If cures are to be found, animal testing is necessary. In addition to discovering microorganisms, animal experimentation has led to significant medical findings related
to Alzheimer’s and Parkinson’s disease, as well as breast cancer and heart disease. “The variety of tests performed on animals is nearly endless—from injection of experimental drugs to performing organ transplants, all to help humans (Chang, p.2).”
“Experiments on animals are a mainstay of modern medical and scientific research (Rowan, p.17).” The majority of scientists do not enjoy having to use animals but they believe that it is crucial in battling human diseases. Arguments given to opponents include:
Animals, especially mammals, are very similar to humans. “While no animal is completely identical to humans, some have particular organ systems that are similar (Chang, p.3).”

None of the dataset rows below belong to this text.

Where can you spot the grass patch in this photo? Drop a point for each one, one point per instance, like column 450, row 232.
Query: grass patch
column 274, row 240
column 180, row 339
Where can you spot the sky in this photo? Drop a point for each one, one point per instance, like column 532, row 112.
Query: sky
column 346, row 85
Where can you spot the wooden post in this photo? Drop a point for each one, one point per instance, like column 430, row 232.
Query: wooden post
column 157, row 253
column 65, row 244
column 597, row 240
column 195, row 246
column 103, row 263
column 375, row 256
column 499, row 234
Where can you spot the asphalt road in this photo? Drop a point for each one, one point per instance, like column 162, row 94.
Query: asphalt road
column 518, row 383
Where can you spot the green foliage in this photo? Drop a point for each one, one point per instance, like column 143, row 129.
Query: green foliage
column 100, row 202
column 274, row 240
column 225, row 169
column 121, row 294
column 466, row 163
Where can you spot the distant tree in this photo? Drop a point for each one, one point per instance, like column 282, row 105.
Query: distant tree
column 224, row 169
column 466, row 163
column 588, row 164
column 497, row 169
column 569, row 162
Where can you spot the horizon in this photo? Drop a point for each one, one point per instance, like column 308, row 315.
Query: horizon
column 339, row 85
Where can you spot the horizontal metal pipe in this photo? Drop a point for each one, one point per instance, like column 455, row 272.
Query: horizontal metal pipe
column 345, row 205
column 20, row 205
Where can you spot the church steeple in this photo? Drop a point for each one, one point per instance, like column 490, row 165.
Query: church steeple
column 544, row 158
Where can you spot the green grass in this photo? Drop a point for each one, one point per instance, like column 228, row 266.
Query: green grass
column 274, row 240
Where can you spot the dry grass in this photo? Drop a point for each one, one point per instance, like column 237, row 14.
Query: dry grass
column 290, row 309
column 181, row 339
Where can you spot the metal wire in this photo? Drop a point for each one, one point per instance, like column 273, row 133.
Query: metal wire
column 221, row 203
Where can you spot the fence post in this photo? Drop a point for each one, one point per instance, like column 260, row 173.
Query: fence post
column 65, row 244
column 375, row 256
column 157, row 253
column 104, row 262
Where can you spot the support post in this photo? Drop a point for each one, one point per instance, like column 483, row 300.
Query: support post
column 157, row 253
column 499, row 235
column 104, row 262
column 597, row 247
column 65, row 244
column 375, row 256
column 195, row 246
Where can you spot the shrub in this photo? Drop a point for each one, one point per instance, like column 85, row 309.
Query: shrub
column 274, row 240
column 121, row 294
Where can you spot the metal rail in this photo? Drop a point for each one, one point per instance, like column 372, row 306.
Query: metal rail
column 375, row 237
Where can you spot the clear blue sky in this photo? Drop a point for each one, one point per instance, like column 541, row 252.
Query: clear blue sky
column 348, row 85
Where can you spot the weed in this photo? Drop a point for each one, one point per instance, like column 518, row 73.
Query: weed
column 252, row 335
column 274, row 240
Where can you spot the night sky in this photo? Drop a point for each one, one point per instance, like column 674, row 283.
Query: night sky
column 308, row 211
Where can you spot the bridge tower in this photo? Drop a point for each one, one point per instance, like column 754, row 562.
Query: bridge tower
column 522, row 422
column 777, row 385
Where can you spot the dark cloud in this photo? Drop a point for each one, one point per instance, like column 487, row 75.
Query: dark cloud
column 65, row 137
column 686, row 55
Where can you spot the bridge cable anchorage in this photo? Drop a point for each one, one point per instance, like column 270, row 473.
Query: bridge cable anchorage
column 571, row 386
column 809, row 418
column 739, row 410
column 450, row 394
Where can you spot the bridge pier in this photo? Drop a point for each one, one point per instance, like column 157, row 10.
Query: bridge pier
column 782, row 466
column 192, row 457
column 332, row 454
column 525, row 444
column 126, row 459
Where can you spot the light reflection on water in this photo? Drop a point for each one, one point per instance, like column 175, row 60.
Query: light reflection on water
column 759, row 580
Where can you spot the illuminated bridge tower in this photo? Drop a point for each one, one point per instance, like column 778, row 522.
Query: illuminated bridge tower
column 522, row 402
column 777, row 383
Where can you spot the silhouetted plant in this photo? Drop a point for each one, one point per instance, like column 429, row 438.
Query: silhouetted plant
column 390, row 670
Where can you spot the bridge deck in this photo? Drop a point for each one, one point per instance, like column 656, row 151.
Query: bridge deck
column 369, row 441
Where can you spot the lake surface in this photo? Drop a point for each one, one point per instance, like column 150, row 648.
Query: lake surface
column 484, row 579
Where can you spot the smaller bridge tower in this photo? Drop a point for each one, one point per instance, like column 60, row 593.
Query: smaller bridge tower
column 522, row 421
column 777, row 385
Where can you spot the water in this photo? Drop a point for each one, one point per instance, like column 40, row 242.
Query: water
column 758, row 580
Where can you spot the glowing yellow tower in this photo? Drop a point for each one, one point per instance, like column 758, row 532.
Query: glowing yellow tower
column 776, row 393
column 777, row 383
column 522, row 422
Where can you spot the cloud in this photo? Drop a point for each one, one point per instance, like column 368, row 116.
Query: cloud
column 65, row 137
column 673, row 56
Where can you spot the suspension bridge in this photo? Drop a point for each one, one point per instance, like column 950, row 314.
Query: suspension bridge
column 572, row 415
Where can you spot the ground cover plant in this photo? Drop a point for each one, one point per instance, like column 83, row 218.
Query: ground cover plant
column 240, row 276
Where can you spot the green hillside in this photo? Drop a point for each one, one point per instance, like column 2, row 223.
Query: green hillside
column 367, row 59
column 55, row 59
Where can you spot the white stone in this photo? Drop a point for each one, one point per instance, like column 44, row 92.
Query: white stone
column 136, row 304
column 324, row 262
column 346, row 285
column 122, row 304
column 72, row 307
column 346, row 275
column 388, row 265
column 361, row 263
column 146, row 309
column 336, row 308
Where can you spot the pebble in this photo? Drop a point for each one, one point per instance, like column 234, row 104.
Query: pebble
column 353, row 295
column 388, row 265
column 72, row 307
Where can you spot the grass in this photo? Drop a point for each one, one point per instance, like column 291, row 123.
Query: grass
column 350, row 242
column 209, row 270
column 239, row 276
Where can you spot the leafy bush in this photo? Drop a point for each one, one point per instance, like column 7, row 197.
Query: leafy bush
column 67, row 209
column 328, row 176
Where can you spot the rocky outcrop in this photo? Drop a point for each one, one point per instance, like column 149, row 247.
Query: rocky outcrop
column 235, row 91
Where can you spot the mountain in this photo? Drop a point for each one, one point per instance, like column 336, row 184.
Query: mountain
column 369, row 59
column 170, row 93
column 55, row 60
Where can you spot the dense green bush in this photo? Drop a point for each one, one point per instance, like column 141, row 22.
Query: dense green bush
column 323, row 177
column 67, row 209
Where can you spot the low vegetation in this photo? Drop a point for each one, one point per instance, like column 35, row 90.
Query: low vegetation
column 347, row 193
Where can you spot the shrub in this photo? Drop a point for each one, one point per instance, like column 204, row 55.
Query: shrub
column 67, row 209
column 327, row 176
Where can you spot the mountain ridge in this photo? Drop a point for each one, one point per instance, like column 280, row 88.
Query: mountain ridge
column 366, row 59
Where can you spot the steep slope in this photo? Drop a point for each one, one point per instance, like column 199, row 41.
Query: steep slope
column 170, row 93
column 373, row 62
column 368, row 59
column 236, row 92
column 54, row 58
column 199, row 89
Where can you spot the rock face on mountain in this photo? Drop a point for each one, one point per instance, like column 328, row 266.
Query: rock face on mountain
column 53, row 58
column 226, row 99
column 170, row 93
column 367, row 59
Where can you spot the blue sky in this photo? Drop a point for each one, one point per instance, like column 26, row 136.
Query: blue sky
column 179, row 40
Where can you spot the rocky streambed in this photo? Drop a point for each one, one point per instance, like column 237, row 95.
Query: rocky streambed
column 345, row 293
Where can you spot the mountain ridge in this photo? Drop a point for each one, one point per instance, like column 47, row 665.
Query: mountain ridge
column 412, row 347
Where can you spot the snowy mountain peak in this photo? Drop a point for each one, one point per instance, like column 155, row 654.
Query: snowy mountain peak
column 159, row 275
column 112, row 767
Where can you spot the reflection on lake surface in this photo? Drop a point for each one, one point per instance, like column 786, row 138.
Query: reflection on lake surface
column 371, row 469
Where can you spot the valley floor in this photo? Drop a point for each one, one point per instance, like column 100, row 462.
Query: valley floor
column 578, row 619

Alternatives such as computer models cannot replace the need for animal experimentation.
Animals also benefit from the research such as discovering treatments for rabies and distemper (Chang, p.2).
Possibly the first vaccine ever developed was one against rabies. In 1885, French scientist Louis Basteur developed a rabies vaccine after extensive testing on rabbits. And one of the most important and common vaccines used today could not have been found without animal research—polio. After 40 year of research using monkeys, rats, and mice, Jonas Salk developed the vaccine in 1952.
Today, several major medical research successes have used lab rodents. For example, researchers at Washington University have recently discovered that “genetically altered mice lacking an immune-system enzyme didn’t develop emphysema even after exposure (Berardelli, p.1).”
Vaccines for dozens of infectious diseases would not be available without animal testing. Diphtheria, tetanus, whooping cough, tuberculosis, measles, mumps, and rubella are just a few on the list of cures that give thanks to animal experimentation.